SafeSearch is a feature in Google Search and Google Images that acts as an automated filter of pornography and potentially offensive and inappropriate content.

On November 11, 2009, Google introduced the ability for users with Google Accounts to lock on the SafeSearch level in Google's web and image searches. Once configured, a password is required to change the setting.

On December 12, 2012, Google removed the option to turn off the filter entirely, requiring users to enter more specific search queries to access adult content.

SafeSearch is also often used on school computers, to prevent schoolchildren from accessing pornographic content.

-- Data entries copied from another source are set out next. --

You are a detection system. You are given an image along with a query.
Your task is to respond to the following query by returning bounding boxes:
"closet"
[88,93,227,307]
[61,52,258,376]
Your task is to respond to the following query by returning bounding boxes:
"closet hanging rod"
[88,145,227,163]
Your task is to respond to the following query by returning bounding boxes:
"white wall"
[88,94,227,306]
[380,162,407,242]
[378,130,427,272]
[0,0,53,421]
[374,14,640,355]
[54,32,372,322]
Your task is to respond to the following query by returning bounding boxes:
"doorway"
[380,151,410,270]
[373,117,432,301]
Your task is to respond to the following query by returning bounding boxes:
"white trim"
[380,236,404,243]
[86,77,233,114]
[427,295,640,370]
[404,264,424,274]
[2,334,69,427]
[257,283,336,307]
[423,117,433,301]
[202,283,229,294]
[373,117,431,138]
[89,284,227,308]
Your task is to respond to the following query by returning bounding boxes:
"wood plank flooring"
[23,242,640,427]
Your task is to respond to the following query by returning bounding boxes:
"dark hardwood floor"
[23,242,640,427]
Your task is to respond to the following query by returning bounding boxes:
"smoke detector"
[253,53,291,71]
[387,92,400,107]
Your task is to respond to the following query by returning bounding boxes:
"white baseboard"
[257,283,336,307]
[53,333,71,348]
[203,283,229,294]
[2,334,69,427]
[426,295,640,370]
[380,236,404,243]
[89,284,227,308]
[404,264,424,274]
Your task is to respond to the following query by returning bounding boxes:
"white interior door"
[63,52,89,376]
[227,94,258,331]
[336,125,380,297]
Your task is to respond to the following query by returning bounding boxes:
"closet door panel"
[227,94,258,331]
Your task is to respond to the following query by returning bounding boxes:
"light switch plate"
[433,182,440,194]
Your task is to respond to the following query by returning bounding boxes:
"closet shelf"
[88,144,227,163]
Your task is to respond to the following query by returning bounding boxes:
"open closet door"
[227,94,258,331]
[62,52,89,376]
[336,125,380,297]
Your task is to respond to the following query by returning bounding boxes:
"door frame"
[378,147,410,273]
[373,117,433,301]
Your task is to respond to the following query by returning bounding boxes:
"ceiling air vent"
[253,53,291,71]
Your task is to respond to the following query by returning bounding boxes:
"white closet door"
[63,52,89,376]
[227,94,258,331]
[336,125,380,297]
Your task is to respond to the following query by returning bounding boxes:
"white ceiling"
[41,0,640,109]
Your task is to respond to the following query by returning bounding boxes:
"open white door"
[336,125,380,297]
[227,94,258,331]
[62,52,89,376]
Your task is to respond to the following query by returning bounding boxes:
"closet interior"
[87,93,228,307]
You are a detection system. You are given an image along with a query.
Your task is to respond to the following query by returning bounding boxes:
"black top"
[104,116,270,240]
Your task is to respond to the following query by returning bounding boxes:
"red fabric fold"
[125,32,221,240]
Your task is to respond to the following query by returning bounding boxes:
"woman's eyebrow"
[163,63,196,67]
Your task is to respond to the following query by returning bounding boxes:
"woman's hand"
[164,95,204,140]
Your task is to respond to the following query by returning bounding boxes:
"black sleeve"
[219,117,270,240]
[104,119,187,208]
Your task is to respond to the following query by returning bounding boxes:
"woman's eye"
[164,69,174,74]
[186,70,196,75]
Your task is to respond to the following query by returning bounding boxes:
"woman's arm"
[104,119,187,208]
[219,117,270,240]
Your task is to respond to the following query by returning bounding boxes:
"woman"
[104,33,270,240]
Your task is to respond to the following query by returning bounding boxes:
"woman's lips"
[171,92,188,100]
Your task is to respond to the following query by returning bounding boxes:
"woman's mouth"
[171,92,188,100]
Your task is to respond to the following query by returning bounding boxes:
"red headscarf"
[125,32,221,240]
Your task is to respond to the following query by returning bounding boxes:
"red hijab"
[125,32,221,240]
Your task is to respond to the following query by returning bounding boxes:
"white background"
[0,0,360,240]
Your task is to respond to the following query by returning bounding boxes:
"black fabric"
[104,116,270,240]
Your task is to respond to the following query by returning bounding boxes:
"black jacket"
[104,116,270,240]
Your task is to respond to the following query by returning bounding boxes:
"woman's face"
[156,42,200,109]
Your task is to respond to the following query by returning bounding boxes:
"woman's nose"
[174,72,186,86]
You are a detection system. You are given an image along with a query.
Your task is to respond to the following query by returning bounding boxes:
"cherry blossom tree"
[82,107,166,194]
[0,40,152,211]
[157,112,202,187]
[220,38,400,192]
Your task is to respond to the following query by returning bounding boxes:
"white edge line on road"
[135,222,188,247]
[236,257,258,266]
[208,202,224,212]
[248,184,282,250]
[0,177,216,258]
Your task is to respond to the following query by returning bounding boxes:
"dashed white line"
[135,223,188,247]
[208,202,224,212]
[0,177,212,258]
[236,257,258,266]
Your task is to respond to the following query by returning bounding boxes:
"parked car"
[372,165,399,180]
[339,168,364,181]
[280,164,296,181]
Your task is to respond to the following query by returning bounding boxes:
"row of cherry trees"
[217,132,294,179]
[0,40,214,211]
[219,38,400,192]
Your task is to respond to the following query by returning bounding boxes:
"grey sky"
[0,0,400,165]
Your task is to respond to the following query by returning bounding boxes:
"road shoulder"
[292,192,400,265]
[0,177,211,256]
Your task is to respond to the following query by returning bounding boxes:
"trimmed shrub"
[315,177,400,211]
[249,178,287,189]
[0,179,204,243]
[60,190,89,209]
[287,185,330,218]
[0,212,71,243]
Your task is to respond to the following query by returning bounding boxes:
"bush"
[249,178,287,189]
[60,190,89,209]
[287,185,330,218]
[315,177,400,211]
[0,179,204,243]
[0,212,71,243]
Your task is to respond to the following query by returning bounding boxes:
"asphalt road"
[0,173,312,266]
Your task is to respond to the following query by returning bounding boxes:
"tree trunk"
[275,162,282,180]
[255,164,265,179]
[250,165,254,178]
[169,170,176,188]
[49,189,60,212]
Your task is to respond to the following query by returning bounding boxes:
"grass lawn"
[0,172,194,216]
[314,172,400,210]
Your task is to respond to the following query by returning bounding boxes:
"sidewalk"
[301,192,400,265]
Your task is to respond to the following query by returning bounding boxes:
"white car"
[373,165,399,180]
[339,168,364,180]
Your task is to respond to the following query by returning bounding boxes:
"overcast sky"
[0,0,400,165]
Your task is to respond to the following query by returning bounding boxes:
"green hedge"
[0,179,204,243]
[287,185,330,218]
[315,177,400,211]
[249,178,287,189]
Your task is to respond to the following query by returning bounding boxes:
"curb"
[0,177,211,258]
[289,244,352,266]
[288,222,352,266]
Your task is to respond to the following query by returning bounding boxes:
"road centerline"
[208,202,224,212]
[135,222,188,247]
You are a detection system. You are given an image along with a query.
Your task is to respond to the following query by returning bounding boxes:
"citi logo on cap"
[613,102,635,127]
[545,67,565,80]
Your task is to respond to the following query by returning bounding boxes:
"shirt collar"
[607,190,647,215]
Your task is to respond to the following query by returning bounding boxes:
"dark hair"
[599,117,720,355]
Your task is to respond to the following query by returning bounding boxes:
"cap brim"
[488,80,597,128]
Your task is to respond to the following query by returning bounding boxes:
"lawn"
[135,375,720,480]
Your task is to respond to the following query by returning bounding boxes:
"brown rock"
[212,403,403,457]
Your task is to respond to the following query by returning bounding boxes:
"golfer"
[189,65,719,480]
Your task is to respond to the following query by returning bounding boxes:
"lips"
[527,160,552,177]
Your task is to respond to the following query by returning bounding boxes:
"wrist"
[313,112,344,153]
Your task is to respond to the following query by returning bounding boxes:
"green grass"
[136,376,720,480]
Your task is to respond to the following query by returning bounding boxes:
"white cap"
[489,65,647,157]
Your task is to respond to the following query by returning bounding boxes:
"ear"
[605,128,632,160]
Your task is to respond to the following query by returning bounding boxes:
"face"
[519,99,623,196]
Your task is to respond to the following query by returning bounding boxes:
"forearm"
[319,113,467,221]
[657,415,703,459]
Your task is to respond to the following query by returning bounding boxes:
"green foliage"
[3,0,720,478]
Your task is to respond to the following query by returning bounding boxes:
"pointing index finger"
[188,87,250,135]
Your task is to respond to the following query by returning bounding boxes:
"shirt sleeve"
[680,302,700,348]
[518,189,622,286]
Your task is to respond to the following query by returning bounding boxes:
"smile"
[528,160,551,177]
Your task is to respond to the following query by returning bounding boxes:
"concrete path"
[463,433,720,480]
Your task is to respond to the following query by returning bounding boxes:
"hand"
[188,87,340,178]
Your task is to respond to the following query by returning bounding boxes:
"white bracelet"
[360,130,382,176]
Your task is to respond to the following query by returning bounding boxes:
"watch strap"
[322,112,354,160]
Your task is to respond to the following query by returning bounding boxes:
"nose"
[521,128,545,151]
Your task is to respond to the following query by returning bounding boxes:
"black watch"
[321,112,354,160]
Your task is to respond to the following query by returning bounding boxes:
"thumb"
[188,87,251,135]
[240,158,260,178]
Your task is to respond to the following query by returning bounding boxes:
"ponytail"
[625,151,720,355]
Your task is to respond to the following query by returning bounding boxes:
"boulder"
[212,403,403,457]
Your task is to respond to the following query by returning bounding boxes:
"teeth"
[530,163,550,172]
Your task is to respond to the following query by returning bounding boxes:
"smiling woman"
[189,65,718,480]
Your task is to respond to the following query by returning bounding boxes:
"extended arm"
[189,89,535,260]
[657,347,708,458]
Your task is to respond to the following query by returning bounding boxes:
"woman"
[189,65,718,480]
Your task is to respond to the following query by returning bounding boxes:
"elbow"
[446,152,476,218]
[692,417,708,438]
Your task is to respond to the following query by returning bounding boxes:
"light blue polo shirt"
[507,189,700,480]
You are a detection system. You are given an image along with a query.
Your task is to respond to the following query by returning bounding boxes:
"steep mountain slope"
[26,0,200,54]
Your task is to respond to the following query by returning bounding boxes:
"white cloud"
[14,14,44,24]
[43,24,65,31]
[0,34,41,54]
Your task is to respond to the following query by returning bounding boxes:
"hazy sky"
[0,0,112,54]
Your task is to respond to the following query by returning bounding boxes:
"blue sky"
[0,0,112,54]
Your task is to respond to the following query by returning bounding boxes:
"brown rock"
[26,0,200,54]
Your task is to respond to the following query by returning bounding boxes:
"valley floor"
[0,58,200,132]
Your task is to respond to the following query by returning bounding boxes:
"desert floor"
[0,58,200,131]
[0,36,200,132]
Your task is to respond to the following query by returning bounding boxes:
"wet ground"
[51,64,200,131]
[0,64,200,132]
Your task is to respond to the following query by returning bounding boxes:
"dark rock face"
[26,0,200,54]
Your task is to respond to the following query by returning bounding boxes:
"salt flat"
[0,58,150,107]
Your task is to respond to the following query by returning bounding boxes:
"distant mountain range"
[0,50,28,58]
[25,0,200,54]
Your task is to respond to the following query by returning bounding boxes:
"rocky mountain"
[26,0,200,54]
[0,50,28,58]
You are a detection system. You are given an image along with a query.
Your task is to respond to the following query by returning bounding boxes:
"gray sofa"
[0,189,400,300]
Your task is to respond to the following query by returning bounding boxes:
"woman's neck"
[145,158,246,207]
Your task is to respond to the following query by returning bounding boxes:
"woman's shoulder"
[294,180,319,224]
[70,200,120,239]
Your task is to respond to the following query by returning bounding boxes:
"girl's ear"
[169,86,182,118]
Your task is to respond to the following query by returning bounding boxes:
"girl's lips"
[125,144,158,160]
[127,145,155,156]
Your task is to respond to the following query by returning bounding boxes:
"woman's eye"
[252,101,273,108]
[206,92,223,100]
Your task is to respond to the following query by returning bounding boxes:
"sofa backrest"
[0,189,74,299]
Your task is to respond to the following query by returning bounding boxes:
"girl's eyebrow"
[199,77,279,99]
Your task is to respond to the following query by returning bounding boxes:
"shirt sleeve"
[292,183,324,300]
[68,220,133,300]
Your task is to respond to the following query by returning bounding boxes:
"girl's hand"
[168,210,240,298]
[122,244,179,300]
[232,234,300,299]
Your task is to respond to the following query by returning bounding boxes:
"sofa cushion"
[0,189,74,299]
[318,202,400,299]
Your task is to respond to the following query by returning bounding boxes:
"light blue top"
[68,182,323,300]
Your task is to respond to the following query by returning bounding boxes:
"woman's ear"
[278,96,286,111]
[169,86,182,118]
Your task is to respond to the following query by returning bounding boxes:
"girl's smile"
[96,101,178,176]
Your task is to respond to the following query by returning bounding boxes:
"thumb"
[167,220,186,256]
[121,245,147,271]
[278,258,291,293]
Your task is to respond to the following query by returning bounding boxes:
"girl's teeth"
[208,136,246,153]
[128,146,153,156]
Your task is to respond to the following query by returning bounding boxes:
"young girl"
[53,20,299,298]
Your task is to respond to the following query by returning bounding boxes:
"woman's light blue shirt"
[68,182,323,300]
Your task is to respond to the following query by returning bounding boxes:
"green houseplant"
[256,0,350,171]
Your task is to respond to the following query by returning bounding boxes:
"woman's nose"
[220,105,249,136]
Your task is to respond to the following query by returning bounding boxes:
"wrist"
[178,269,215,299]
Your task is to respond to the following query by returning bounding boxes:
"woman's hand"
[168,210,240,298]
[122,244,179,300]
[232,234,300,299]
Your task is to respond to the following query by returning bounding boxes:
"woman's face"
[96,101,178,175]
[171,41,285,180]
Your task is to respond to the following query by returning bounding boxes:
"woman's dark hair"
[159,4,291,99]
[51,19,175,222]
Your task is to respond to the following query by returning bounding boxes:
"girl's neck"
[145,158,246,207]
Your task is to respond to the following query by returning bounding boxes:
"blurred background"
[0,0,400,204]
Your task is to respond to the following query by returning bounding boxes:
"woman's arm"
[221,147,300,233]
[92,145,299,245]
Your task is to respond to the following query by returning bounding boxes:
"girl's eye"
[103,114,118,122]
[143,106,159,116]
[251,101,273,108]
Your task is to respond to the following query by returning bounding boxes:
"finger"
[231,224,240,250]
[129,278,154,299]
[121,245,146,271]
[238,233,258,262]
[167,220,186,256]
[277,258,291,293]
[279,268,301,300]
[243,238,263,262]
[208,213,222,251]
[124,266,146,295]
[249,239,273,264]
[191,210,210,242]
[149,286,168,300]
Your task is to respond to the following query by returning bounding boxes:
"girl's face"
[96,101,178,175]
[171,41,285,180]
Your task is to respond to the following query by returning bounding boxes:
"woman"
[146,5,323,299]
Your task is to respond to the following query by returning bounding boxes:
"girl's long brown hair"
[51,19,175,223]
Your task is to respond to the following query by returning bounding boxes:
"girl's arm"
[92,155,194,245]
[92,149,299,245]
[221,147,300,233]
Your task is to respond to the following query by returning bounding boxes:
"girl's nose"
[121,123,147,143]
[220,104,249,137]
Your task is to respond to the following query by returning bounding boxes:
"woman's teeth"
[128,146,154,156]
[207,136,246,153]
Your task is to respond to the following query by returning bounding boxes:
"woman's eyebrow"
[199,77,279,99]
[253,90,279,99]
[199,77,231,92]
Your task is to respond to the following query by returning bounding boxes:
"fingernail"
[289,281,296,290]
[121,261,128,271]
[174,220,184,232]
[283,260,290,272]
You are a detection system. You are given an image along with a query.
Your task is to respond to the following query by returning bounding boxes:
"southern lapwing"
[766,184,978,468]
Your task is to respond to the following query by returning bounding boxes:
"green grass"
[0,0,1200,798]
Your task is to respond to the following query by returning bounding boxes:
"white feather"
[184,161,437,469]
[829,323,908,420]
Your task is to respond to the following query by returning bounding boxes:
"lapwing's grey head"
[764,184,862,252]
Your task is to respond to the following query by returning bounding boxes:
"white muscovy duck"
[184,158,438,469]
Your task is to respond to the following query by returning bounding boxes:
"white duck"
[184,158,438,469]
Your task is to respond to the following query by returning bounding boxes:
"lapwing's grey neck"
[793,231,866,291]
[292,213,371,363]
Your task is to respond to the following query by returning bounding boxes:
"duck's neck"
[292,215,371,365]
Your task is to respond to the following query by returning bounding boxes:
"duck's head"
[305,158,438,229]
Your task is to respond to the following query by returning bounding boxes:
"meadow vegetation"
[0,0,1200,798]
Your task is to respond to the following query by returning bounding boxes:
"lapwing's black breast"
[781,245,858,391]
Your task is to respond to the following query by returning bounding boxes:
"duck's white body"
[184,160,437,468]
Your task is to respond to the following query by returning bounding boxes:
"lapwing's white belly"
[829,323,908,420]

Government and internet companies can enforce safesearch.

Effectiveness 
A report by Harvard Law School's Berkman Center for Internet & Society stated that SafeSearch excluded many innocuous websites from search-result listings, including ones created by the White House, IBM, the American Library Association and Liz Claiborne. On the other hand, many pornographic images slip through the filter, even when "innocent" search terms are entered. Blacklisting certain search terms is hindered by homographs (e.g., "beaver"), blacklisting certain URLs is rendered ineffective by the changing URLs of porn sites, and software to tag images with copious amounts of flesh tones as pornographic content is problematic because there are a variety of skin tones and pictures of babies tend to have a lot of flesh tones. Google's ability to filter porn has been an important factor in its relationship with the People's Republic of China.